Monday, 1 September 2014
Tradition
Matthew 15:1-20; Mark 7: 1-23; John 7:1
Matthew 15: 6
6So, for the sake of your tradition, you make
void the word of God.
As
we have been reflecting upon over the past weeks the words of Jesus and their
practical application to our lives provides the disciple with the holistic
assessment of human need, the explanation of that need, the plan to meet need
and four levels of help required to put the plan of God into practice in our
lives. We have looked at explanations of need and the frustration of need by
considering the Sermon on the Mount and the three part form of the teachings of
Jesus: current situation, present outcome and transformative participation in
the Kingdom inaugurated by Jesus. The
four levels or domains of intervention given by the words and practices of Jesus; the Word of God; can be direct in
practice that is, we hear His word and obey it (the call of the disciples Mark
2: 13-14); we can receive intervention through others for example a disciple
(the call of Phillip and then Nathanael in John 1), intervention in our lives
can be ‘collective’ a form of advocacy ( Feeding Five Thousand Mark 6: 30-44)
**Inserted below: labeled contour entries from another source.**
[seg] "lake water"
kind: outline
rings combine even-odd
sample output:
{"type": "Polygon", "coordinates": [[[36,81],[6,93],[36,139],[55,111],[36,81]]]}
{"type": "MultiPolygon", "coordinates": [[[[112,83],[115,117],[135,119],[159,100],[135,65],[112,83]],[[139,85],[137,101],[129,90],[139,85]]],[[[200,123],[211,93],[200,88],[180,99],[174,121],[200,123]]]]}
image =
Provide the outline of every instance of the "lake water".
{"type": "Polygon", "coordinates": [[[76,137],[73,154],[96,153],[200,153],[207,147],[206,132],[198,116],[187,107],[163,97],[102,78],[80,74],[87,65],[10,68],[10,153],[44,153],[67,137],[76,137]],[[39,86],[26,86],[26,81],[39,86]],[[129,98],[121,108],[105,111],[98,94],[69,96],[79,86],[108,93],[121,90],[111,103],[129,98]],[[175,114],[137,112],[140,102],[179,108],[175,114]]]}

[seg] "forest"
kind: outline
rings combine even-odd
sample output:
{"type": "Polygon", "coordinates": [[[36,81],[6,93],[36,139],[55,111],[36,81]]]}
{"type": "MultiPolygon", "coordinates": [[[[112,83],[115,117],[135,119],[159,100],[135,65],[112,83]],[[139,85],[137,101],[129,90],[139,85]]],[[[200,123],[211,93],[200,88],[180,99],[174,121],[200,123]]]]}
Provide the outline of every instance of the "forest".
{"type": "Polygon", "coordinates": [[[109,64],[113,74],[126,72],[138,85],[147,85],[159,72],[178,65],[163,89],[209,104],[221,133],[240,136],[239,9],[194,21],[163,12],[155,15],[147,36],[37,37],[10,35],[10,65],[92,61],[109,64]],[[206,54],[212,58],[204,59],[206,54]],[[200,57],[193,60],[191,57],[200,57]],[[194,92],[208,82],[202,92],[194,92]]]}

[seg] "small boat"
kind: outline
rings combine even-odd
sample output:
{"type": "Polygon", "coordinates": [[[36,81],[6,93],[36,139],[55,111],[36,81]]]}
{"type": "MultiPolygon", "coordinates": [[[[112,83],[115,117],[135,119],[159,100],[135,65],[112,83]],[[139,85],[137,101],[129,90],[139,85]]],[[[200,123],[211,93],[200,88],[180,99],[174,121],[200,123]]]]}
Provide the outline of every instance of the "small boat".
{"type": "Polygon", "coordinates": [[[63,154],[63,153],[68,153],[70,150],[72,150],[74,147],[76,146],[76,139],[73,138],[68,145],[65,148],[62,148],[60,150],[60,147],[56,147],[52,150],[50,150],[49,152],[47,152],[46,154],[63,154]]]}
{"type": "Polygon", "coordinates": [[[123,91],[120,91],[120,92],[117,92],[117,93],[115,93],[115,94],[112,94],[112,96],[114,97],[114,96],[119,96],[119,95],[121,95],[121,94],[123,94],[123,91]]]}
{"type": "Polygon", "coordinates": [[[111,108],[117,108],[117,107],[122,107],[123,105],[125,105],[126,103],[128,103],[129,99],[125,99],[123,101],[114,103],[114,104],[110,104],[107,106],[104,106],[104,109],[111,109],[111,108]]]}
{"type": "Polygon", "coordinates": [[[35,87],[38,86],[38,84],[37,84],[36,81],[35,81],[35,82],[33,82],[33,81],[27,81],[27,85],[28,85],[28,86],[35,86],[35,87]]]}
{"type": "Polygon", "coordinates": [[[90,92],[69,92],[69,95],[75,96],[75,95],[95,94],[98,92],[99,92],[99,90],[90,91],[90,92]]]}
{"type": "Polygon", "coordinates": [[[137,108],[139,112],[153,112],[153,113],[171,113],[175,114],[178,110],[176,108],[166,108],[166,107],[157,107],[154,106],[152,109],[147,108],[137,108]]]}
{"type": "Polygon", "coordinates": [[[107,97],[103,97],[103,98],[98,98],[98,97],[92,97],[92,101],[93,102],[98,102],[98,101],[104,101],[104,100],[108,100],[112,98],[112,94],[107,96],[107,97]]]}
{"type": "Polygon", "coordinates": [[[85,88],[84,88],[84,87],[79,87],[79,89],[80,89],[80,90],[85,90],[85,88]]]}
and intervention can be instructional (Parables with explanations for disciples
Matthew 13). The Kingdom becomes present
and releases its transformative power through our willing participation on
these four levels. They each represent an interdependent exchange of grace;
through the faith of participative obedience to the words and practices of
Jesus. In our passage today Jesus offers us the opportunity to learn how to
avoid disempowering the Word of God. Avoid tradition! Religious disciples are
just that; the offer discipline in a tradition of religion. This, on the
surface appears to meet our needs but it’s a con, it’s the hand is quicker than
the eye; it’s an appearance that all is well but the outcome is: self-reliance,
pride and legalism. Religion interprets the words of Jesus but does not obey
them. That’s why it’s so dangerous. Religion offers us something else in the
place of obedience to Jesus; it offers ritual. The way we dress, the way speak
with holy jargon, the way we put our money in the collection but not our lives;
the way we defend the unborn child (and so we should) but refuse to speak out against
war and the taking of human life once the child is born and in this world.
Religious ritual is the ultimate addiction of humanity; it offers the perfect
alternative to applying the words of Jesus: there is no need for living with
ordinary people in community, no need to actively and personally read and apply
the scriptures and religious ritual does not want us delving too deep in to the
biblical story and hearing the words and seeing the practices of Jesus up
close. Jesus was not a religious studies lecturer! Jesus taught us that our
religious practices are the problem; we are the real problem and not the
solution; Jesus taught us that our personal assessment of life must start with
our assessment of the ‘Heart’ and the recognition that we are in a state of
desperately meeting of our own needs our own way. Are we ready to give up our
religion for the sake of a transformed life? As a movement there were no more
religious and ritually pure than the ‘Pharisees and Scribes’ but it was from
the teeth out. Jesus offers us a transformed heart, mind, body, relationships
and community; but will we participate with Him in its fulfilment?